What Bloomberg Economics Says …
“Sunak’s decision to extend the holiday program until the end of March has thrown a lifeline to the economy. It will not prevent the loss of jobs – unemployment has already risen and is likely to rise. again.”
– Dan Hanson, Senior Economist
On Saturday, he extended the leave program for another month, just hours before it ended, before adding four more months on Thursday.
For someone many Tory MPs see as their next potential leader, some of the shine has now come from the Chancellor.
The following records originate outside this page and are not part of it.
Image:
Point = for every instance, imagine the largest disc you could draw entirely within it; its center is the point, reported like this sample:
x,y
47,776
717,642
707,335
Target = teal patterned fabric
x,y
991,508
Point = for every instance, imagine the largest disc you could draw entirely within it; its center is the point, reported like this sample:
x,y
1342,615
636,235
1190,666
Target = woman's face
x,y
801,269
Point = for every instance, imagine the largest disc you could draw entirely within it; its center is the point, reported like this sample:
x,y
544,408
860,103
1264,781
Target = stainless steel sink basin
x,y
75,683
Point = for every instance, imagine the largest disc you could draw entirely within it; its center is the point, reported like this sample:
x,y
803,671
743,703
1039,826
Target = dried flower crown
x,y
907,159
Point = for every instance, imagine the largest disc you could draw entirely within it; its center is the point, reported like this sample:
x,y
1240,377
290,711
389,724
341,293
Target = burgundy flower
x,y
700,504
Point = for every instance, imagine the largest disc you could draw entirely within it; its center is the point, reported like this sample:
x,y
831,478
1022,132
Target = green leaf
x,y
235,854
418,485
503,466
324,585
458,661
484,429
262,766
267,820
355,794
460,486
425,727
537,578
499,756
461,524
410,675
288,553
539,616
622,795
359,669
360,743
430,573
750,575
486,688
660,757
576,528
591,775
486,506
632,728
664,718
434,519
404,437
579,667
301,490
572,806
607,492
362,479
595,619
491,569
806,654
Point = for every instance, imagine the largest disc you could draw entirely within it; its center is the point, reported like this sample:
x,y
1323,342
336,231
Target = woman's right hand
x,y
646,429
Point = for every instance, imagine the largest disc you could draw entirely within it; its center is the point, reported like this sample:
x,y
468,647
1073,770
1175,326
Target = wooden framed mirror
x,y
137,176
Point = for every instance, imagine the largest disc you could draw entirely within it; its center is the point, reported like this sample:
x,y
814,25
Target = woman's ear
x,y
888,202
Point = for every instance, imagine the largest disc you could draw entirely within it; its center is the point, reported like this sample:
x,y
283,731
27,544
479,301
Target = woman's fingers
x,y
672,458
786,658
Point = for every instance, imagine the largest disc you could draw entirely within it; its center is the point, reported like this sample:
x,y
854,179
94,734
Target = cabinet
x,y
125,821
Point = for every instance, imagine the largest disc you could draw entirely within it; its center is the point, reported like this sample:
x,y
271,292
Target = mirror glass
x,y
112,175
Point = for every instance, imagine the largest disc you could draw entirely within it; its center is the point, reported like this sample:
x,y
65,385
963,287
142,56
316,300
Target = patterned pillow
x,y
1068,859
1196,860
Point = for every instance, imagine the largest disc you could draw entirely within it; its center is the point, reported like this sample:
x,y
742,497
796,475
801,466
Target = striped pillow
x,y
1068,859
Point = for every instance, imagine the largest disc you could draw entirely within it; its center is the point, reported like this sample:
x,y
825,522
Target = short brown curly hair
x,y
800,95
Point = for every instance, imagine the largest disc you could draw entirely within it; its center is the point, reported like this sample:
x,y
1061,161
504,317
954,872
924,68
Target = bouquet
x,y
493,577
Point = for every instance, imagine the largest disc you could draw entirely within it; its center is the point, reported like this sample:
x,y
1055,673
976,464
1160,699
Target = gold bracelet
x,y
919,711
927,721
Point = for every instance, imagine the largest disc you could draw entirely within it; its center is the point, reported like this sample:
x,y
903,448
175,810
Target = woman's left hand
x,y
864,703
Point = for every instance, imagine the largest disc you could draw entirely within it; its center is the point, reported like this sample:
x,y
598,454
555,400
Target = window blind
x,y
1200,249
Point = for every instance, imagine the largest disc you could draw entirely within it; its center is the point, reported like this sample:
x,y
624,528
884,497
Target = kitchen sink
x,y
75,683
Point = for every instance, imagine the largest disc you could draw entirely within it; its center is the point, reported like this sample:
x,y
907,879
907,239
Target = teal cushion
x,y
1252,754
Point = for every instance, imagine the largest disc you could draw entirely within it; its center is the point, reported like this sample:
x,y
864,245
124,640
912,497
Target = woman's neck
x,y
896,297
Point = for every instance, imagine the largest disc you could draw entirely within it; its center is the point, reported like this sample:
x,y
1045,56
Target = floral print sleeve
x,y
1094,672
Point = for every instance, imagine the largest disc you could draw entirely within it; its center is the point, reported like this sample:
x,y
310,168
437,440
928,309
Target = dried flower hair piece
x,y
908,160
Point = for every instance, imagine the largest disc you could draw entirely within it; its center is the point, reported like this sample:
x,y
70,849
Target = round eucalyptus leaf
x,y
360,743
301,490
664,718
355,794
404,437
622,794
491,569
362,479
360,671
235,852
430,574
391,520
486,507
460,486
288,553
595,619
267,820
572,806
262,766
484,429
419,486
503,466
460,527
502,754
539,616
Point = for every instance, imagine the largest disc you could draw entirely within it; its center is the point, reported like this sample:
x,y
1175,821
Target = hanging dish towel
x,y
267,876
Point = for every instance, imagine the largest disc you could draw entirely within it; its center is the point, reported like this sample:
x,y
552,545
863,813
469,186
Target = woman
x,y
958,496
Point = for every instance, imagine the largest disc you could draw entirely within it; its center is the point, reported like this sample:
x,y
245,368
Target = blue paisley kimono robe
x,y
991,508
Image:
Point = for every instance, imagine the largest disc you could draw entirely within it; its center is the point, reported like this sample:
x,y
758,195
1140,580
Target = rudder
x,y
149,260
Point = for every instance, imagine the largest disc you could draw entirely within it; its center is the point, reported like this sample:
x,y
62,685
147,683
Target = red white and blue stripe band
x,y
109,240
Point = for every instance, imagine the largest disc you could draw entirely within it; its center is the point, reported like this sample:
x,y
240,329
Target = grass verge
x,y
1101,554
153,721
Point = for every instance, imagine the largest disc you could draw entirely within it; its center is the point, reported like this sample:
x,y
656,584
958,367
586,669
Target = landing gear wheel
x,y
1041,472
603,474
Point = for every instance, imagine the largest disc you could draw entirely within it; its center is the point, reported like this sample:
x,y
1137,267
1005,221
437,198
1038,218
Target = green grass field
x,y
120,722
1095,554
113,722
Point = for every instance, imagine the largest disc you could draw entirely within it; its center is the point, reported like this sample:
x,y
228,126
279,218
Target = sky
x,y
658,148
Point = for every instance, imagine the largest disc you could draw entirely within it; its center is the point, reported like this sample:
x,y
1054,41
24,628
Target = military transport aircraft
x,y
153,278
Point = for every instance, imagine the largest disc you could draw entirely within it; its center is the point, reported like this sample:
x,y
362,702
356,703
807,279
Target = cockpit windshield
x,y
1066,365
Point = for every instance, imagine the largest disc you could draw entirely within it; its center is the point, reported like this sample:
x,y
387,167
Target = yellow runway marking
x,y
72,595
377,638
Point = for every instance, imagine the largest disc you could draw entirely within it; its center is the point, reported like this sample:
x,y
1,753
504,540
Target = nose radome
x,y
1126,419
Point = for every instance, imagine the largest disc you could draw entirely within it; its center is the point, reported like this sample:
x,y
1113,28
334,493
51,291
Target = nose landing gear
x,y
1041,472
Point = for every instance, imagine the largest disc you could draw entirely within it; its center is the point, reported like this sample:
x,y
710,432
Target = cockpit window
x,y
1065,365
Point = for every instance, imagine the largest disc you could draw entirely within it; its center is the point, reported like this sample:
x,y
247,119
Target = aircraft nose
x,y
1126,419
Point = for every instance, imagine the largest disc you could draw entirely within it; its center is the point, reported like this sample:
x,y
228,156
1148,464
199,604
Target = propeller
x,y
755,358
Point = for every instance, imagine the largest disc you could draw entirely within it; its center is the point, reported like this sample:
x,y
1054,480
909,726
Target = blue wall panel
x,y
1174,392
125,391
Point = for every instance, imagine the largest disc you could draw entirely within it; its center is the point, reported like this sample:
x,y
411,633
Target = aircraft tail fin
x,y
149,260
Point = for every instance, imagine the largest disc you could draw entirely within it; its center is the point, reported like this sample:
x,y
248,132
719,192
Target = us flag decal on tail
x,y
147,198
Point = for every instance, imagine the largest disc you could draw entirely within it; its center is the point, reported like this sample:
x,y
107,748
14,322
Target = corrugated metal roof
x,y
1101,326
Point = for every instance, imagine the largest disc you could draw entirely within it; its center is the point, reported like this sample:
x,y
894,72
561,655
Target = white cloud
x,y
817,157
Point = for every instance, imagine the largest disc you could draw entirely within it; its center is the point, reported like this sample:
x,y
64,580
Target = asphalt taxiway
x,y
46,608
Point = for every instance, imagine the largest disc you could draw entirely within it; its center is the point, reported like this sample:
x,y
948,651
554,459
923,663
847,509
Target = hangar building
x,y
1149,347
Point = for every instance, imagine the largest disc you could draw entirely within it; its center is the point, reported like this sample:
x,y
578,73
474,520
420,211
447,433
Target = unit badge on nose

A minister, who declined to be named when commenting on Sunak’s performance, said he had gone from “deity to demigod”. “Rishi has been slowly drawn into several things he should have done earlier and has not reconciled his fiscal conservatism with the times we live in,” the person said.
Sunak still remains the top-ranked minister in the ConservativeHome website’s monthly Conservative poll, with a positive 81.1% on November 2, though down from a high of 94.8% on April 3. Mel Stride, the Conservative House Speaker of the Commons Treasury Committee, said the Chancellor has generally done “well” through tough times.
But Stride also wants Sunak to broaden the scope of his efforts to get the country through the pandemic. In the spring, the Treasury Committee urged the chancellor to devise plans to help the hundreds of thousands of self-employed workers who fell through the cracks of his assistance programs. But he never seems to.
“Having over a million people who haven’t received support and still won’t receive it in the future, I think that’s deeply problematic,” Stride said.
The Labor Party has tried to capitalize on Sunak’s approach. Finance spokeswoman Anneliese Dodds criticized her “last minute rush” to repeatedly update support levels as leader Keir Starmer sought to blame Sunak for hampering earlier lockdown efforts .
A poll conducted this week by YouGov and Savanta ComRes showed Sunak’s approval ratings among voters were at their lowest since the outbreak began. This initial popularity was in large part due to the program he launched in March paying 80% of the wages of employees on leave, according to Chris Hopkins, director of policy research at Savanta ComRes.
Sunak’s earlier insistence on replacing time off with a less generous plan, focused on supporting “viable” jobs, has drawn the ire of people working in closed industries such as events and theater.
“What gave him such a boost was the fact that he was so generous,” Hopkins said before the program was extended. “Some of that support has naturally waned.”
Sunak has now sought to address this issue by paying workers much longer than the planned month of lockdown is expected to last. His largesse came under further criticism in a week when Lloyds Banking Group Plc and retailers John Lewis Partnership and J Sainsbury Plc became the latest companies to announce job cuts.
Paul Johnson, director of the Institute for Fiscal Studies, criticized the move on Twitter, saying Sunak appeared to have learned nothing since March. He said the Chancellor was not targeting aid and was therefore wasting money.
“The government’s initially decisive approach is now likely to appear more reactive than proactive,” said Adam Marshall, managing director of the UK chambers of commerce, which represent 75,000 companies. “Too often, the business community has to speculate on what the latest announcements in a series of financial support announcements will do.”
– With the help of Kitty Donaldson.
(Except for the title, this story was not edited by GalacticGaming staff and is posted from a syndicated feed.)